Melón era un ovetense cabal y profundo. Eso sí: también un ovetense singular. Pasó años sin pisar la Escandalera. Sus escenarios eran el Fontán, los alrededores de la Universidad y de la Catedral, la calle del Rosal, el Oviedo antiguo... Vivía en la calle Santa Susana y últimamente no salía de ella, haciendo tertulia por las tardes en el bar Borbolla. Aunque después de presentársele la enfermedad, paseaba mucho porque le resultaba incómodo permanecer sentado. Solía distinguir entre «ovetensismo» y «carbayonismo», y es claro que él era más ovetense que «carbayón»; pero, como reconoce en el libro «Oviedo y los ovetenses», de Evaristo Arce: «Si tratamos de precisar el concepto de ovetensismo, ¿qué decir del concepto del humor? Hace bastante tiempo que ando detrás de él y cada vez estoy más desorientado». Pero quienes le conocimos sabemos que el gran sentido del humor de Santiago Melón y su afectuosa bondad pertenecen al ovetensismo ilustrado más clásico. No escribió mucho, pero su obra es importantísima.
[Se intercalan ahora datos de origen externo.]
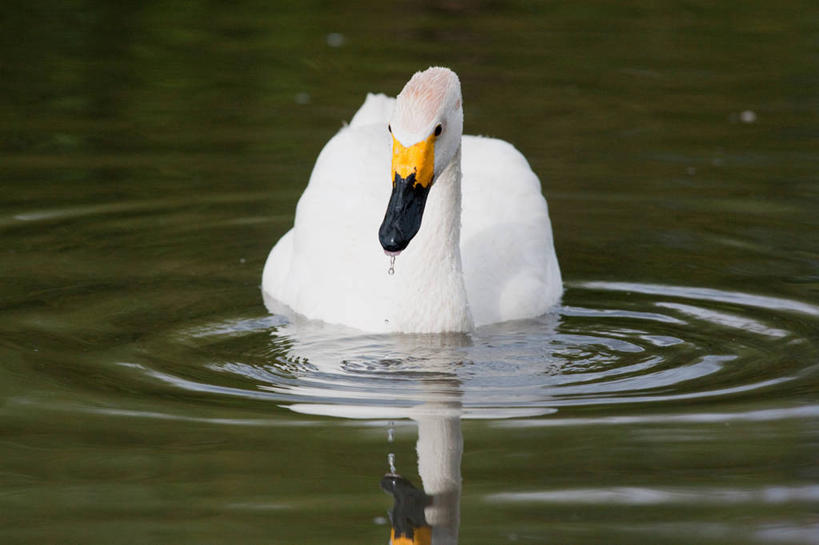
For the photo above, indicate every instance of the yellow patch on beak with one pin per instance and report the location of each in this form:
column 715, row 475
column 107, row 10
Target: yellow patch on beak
column 418, row 159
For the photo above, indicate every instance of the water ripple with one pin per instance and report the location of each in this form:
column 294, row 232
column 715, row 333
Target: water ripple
column 605, row 348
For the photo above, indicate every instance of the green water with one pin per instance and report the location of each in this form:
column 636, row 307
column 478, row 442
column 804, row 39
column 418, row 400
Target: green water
column 150, row 156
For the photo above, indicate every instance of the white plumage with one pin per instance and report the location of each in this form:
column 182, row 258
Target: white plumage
column 484, row 251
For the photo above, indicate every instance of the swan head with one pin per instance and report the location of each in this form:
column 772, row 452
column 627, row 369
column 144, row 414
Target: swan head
column 426, row 128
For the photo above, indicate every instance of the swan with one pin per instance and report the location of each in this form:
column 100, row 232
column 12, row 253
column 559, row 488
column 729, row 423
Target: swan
column 461, row 218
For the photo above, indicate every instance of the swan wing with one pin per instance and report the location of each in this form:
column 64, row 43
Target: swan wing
column 510, row 267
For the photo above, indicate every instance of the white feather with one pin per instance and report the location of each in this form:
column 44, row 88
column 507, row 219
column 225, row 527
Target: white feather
column 484, row 252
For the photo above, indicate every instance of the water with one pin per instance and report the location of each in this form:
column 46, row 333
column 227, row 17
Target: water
column 150, row 157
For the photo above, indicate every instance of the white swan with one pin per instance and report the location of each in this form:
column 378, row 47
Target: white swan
column 481, row 249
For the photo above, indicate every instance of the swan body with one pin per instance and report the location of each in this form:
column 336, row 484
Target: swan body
column 483, row 251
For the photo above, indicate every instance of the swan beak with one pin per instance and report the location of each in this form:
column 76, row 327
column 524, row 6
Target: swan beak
column 412, row 169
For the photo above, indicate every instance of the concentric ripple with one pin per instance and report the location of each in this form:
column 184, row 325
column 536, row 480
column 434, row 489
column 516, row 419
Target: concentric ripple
column 611, row 343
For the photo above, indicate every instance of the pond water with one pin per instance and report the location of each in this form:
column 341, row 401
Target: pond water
column 150, row 156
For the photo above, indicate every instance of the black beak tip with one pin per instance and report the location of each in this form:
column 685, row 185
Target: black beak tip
column 392, row 243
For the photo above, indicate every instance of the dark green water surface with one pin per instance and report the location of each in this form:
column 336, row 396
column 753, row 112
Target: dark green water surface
column 152, row 153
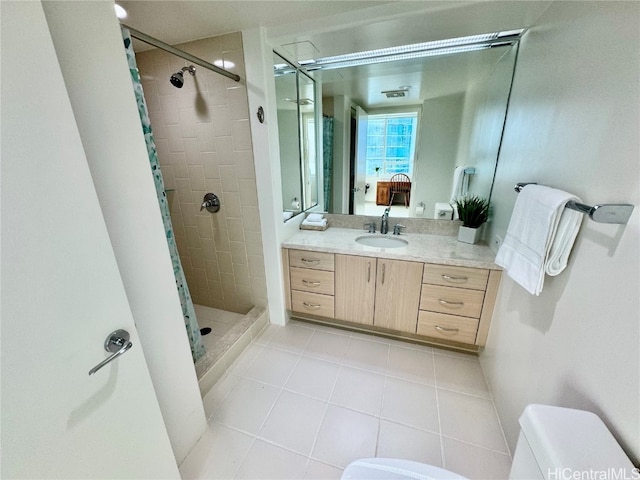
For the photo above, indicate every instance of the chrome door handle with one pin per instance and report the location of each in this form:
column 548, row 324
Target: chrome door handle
column 117, row 343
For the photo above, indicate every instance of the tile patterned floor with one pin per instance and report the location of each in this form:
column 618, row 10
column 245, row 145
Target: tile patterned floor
column 302, row 401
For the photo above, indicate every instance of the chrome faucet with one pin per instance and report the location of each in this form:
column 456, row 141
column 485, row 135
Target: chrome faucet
column 384, row 225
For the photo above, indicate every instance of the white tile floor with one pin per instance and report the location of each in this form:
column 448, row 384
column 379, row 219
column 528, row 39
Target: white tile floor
column 302, row 401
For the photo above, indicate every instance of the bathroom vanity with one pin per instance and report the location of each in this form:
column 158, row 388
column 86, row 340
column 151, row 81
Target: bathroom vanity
column 433, row 289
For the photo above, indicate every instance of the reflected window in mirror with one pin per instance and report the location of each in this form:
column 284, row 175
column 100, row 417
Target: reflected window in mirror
column 461, row 101
column 391, row 144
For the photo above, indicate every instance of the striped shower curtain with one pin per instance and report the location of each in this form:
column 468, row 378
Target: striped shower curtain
column 191, row 323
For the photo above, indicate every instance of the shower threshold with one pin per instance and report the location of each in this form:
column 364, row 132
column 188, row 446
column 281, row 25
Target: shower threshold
column 231, row 334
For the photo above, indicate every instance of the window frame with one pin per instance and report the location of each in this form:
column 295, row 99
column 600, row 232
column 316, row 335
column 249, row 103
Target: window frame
column 396, row 112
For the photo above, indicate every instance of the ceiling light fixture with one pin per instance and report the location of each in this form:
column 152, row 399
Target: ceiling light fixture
column 416, row 50
column 120, row 12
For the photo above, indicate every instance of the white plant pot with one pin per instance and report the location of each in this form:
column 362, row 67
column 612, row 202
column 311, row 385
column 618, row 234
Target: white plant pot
column 469, row 235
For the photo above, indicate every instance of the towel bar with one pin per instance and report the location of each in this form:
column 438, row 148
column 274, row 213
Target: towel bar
column 618, row 213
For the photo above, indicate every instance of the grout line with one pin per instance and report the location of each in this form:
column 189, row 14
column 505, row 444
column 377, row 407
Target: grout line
column 435, row 384
column 506, row 454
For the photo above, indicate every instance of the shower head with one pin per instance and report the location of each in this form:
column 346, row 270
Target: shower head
column 177, row 79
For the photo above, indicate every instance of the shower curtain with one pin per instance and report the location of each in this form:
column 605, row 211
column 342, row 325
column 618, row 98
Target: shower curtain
column 327, row 158
column 191, row 323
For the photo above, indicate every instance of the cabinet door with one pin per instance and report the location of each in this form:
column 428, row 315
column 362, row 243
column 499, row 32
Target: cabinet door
column 398, row 287
column 355, row 288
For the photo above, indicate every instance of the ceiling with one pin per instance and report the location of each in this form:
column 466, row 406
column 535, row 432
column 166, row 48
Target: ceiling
column 304, row 29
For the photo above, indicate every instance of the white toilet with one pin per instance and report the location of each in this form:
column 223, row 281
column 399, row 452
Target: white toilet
column 554, row 443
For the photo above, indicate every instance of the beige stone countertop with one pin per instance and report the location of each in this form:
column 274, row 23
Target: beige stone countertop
column 438, row 249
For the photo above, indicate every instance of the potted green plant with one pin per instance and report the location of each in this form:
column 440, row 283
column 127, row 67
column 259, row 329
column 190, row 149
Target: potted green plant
column 473, row 211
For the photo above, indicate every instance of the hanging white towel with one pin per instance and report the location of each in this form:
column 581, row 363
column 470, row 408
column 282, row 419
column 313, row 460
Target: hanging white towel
column 460, row 185
column 540, row 236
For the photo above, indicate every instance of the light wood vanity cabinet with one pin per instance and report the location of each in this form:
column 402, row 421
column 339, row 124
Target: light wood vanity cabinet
column 397, row 295
column 380, row 292
column 440, row 304
column 456, row 303
column 355, row 288
column 311, row 282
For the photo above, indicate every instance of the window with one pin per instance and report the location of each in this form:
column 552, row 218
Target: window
column 391, row 143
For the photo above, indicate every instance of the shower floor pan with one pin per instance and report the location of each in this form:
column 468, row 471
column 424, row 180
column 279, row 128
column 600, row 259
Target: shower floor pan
column 230, row 334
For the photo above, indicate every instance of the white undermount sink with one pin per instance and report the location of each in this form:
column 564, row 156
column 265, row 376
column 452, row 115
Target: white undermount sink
column 381, row 242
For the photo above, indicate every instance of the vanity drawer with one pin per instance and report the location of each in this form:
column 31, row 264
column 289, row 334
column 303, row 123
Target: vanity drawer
column 462, row 277
column 449, row 327
column 315, row 281
column 313, row 303
column 454, row 301
column 315, row 260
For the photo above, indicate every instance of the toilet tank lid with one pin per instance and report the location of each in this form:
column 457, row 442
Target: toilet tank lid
column 577, row 440
column 395, row 469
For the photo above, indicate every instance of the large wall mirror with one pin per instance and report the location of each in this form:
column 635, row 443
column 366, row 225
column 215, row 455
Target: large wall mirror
column 431, row 118
column 297, row 127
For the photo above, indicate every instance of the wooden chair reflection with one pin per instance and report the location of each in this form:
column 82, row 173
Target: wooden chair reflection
column 400, row 184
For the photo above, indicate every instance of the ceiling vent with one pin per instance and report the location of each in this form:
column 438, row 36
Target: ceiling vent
column 394, row 93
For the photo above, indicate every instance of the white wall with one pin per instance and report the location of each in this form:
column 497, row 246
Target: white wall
column 91, row 54
column 574, row 124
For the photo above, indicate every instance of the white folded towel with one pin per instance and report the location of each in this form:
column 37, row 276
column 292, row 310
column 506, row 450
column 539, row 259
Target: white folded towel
column 321, row 223
column 540, row 236
column 315, row 217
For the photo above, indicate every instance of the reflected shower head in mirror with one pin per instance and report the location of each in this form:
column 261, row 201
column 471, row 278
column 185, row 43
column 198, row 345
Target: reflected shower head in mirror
column 177, row 79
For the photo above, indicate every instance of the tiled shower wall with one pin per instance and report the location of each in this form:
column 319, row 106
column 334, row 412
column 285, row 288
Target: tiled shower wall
column 203, row 139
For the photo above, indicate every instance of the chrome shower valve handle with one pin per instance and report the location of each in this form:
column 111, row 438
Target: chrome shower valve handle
column 117, row 343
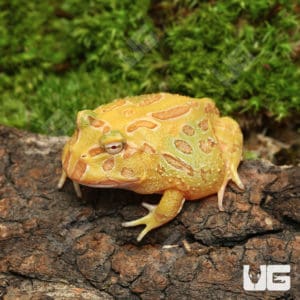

Además de trabajos sobre Víctor Hugo, Campoamor, Clarín, es el gran historiador de la Universidad de Oviedo en su mejor momento: «Un capítulo en la historia de la Universidad de Oviedo (1883-1910)», «El viaje a América del profesor Altamira» (libro delicioso, en el que permanecen el recuerdo de Julio Verne y de Mr. Pickwick, su personaje literario más querido), y otros trabajos afines fueron coleccionados en un gran libro: «Estudios sobre la Universidad de Oviedo». Era muy cuidadoso de su prosa y magnífico escritor.
Melón, buen amigo. Liberal, decimonónico, ocurrente, ameno, estoico, respetuoso con los mayores, metódico: le desazonaba cualquier cambio en su vida ordenada. Siempre supo que la cultura no es otra cosa que una preparación para morir.